Scottish town bans march to commemorate
Bloody Sunday massacre in Northern Ireland
 
BY CAROL BALL  
GLASGOW, Scotland--Less than 24 hours before it was set to start, local councillors banned a January 25 march in Wishaw called to mark the 31st anniversary of Bloody Sunday--the day in 1972 when British troops shot and killed 14 unarmed civil rights demonstrators in Derry, Ireland.

Paul Steele, a member of the Volunteer Tom Williams Republican Flute Band, part of the West of Scotland Bands Alliance that organized the march, described the ban as "an infringement of our civil liberties."

Based on what the cops called "new information which indicates there is a significant threat of serious disorder, violence and damage to property," the councillors hastily convened a meeting and banned the march.

Offering no evidence, the Daily Record accused march organizers of having in the past provoked violence and a number of arrests.

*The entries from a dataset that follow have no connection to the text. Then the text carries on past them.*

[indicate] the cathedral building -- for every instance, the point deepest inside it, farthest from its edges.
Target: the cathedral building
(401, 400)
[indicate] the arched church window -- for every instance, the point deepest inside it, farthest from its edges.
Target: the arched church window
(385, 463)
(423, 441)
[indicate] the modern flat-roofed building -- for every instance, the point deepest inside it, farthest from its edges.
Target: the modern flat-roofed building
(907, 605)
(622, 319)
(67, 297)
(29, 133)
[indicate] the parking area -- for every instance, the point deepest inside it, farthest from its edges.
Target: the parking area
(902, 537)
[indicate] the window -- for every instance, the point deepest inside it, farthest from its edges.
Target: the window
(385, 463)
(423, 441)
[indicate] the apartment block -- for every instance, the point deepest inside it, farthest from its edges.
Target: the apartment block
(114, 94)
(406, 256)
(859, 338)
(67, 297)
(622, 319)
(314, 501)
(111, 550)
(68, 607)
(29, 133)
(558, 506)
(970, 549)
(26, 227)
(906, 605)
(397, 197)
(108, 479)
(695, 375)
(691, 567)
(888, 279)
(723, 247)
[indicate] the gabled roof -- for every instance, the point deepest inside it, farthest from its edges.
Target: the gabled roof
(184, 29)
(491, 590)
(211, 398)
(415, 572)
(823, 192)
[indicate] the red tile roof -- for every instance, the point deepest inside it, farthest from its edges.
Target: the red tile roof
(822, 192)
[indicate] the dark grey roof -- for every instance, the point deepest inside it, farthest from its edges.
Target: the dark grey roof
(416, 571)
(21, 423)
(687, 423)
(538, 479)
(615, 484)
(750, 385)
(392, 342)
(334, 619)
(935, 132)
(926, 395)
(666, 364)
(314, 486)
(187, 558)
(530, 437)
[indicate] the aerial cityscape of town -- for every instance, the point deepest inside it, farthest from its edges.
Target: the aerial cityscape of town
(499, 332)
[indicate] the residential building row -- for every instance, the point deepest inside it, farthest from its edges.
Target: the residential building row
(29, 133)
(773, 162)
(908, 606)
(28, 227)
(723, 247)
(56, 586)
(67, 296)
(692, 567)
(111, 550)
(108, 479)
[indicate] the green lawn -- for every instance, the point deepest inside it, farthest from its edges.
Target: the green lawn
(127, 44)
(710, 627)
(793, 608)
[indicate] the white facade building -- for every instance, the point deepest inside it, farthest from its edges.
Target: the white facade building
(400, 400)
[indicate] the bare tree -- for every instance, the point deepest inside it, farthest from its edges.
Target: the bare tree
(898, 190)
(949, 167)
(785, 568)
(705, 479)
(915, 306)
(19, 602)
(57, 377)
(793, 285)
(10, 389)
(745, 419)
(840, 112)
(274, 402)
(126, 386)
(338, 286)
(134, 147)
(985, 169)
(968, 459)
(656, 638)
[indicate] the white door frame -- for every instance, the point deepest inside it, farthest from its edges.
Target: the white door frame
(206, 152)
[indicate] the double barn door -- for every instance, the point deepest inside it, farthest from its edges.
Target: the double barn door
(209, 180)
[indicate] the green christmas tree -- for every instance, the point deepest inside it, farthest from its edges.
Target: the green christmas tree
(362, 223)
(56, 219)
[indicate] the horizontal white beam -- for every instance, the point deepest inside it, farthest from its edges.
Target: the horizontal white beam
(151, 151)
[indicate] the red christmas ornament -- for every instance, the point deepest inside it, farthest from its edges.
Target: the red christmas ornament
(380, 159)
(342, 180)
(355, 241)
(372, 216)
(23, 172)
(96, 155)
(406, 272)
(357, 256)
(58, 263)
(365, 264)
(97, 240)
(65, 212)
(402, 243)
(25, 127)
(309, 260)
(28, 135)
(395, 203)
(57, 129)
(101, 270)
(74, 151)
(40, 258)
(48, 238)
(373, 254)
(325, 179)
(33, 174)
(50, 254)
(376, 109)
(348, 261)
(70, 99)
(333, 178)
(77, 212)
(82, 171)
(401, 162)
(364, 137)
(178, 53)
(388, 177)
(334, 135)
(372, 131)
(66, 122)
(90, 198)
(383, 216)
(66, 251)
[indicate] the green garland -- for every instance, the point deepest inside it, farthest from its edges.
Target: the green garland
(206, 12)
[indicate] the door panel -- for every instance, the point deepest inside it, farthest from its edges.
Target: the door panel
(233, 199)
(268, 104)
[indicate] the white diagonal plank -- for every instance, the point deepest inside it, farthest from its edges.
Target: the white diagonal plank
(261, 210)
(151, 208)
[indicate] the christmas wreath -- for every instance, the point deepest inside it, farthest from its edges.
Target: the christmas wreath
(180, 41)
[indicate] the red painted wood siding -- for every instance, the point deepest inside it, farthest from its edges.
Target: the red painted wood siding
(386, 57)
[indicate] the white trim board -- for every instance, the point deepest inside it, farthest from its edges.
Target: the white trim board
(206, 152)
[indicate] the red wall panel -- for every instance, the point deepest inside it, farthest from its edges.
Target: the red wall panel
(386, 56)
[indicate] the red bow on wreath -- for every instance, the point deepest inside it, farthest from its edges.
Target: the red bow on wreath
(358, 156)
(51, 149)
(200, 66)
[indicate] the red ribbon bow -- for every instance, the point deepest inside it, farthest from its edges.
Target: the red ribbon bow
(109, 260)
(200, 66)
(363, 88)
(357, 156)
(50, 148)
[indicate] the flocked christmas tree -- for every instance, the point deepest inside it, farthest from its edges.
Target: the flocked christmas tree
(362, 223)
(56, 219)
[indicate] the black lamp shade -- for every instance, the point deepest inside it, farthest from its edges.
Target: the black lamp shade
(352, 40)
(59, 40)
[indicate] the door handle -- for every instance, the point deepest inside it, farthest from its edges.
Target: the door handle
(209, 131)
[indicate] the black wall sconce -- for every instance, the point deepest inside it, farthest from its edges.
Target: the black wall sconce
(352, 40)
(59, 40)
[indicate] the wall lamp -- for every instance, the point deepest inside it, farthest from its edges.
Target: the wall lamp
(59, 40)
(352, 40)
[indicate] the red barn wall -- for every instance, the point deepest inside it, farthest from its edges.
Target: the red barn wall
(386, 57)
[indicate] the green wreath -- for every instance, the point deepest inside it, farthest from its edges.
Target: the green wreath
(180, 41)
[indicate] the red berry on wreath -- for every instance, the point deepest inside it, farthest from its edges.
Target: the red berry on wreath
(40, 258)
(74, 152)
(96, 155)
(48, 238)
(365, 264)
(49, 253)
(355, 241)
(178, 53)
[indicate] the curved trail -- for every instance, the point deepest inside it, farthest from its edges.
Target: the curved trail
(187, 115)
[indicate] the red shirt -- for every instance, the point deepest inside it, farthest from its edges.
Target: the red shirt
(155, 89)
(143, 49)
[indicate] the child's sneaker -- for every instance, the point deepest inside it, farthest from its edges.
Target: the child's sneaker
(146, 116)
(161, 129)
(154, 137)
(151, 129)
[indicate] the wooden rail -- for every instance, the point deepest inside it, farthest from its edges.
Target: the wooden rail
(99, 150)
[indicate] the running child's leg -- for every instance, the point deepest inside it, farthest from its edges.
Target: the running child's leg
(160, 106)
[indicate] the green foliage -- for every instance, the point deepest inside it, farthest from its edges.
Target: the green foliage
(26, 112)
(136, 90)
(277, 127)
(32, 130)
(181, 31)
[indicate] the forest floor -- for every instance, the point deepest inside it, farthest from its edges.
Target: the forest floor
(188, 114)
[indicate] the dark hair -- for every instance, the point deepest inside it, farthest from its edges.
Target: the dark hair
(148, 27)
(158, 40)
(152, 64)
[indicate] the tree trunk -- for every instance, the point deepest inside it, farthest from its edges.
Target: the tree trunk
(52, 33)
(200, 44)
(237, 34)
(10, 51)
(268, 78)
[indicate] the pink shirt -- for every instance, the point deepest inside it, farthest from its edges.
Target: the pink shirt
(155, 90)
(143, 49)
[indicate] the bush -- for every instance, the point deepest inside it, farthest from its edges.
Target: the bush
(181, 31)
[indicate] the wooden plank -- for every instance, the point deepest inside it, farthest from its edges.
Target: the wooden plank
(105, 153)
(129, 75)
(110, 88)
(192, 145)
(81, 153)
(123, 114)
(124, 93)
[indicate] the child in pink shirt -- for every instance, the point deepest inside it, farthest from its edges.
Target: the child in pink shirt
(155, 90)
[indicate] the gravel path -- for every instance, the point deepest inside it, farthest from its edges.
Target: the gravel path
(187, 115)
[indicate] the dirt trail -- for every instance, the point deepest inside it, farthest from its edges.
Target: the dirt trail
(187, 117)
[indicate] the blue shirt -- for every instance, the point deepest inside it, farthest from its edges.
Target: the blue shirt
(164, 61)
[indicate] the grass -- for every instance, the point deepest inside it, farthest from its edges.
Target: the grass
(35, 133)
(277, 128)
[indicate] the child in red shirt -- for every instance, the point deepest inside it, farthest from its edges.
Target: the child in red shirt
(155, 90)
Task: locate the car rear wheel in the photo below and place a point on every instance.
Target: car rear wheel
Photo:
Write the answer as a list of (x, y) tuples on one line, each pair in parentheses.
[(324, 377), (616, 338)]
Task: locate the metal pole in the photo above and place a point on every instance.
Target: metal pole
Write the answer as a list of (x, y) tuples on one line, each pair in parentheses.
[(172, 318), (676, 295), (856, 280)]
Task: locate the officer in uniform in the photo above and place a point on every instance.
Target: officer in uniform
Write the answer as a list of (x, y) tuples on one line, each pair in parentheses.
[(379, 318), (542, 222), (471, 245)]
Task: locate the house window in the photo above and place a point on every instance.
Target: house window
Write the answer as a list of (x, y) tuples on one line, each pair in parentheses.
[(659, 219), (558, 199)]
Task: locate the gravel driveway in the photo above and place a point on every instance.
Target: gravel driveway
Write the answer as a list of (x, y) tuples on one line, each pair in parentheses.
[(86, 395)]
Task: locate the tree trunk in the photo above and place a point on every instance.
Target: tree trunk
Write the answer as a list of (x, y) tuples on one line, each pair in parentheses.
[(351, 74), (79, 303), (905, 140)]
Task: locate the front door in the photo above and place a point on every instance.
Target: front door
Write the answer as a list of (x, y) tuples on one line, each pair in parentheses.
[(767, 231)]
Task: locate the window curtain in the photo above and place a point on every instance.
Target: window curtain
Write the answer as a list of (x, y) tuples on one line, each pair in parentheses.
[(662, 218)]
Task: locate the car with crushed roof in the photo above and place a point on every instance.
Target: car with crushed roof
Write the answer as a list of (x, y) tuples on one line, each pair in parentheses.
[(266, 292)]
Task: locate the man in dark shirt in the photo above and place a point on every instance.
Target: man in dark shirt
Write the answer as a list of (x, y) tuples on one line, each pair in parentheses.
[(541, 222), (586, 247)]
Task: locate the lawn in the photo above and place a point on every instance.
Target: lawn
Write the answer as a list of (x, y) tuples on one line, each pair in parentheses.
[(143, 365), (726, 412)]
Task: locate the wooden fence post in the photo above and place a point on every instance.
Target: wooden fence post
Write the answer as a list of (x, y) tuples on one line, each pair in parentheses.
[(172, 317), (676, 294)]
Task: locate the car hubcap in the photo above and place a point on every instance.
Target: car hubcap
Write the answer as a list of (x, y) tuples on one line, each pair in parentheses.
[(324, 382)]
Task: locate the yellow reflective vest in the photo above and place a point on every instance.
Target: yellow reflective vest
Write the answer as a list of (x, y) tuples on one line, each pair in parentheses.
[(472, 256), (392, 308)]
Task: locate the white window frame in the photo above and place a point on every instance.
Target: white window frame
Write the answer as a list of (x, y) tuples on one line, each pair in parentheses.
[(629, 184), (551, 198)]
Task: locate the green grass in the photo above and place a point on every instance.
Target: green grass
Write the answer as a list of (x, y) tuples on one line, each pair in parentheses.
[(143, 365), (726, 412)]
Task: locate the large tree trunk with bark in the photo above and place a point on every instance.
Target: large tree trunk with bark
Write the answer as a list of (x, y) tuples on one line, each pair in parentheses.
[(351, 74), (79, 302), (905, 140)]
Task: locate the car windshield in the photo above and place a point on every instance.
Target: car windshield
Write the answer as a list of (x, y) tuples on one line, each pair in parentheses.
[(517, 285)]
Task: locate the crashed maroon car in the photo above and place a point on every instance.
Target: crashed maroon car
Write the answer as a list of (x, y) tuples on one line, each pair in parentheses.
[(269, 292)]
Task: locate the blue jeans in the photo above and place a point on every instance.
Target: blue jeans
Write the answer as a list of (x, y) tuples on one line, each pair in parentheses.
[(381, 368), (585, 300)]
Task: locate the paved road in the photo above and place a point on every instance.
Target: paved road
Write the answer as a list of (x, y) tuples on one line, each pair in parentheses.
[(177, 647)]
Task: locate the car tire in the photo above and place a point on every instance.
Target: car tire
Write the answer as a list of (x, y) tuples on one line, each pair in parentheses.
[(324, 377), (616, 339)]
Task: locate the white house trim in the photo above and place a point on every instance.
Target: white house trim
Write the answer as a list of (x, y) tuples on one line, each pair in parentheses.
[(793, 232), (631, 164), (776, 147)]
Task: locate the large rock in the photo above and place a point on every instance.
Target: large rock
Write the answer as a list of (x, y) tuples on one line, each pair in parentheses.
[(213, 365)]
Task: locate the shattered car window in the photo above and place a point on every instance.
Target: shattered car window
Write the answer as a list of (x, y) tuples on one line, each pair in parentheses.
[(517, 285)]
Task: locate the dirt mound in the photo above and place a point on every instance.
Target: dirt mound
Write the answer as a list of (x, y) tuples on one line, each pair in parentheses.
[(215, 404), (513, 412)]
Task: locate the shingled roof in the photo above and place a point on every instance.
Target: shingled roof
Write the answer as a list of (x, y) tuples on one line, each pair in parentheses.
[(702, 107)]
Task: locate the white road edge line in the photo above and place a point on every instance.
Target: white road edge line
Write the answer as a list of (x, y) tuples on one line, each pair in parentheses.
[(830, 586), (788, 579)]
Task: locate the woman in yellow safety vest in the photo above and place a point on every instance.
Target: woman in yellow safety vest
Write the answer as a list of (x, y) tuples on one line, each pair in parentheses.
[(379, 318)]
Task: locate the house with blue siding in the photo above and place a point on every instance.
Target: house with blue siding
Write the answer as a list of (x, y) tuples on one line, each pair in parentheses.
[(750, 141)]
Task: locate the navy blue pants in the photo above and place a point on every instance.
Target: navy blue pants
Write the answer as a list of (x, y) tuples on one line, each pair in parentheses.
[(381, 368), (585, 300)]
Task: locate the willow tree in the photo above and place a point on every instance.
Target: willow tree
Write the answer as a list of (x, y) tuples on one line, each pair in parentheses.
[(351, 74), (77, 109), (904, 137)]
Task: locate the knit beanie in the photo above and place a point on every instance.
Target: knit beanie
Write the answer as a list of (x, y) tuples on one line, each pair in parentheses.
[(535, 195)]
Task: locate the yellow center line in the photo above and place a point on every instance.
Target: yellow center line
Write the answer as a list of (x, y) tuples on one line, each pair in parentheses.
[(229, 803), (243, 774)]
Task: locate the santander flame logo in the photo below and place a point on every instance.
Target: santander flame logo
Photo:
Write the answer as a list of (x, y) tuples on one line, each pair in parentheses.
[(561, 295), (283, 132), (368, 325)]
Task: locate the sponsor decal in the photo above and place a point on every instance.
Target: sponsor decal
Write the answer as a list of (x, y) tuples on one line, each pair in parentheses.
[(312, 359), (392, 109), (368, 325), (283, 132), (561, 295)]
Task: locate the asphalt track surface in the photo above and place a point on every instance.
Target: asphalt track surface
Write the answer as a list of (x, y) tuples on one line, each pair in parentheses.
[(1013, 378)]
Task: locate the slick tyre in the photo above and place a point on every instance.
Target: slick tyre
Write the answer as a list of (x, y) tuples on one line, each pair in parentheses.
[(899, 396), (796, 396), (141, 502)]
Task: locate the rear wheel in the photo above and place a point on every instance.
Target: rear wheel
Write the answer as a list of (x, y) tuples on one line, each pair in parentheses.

The paper also claimed that the bands have websites that "glorify IRA terrorism and sectarian hatred." The band in question has no web site.

Jack McConnell, member of the Scottish Parliament for the area, said through a spokesman that "when processions are used to promote sectarianism or fuel religious hatred then he’d expect the police to take this into account and take action."

McConnell has been at the forefront of a chauvinist campaign against Irish nationalism in the name of combating religious "sectarianism." Scotland has a substantial population of Irish origin that has been subjected to second-class status.

"It is totally unacceptable that our community is denied rights because of threats," said Jim Slaven of the James Connolly Society. "We are adamant that we will be challenging this."

Organizers will reapply for a permit, said Kelly Phinn, another member of the Tom Williams Flute Band. "It will be worse for them in the end, because more people will come when we do have the march," he said.

"Feelings are running high," said Slaven, "as people feel that for generations we have had to put up with [pro-British] marches that are provocative, cause disruption, and are intimidatory of the Catholic population." The area is the scene of annual marches celebrating the British conquest of Ireland. Flute bands connected to the Orange Order, a rightist pro-British organization that is anti-Catholic, are active in the marches.

"They’ve marched through Wishaw for years," said Phinn. "The Scottish Executive has anti-racist billboards saying ‘One Scotland, many cultures,’" commented Steele. "There’s a contradiction there."

"We want an evenhanded approach based on the right to march," said Slaven. "I am disappointed that politicians saw fit to fuel the fires over this event."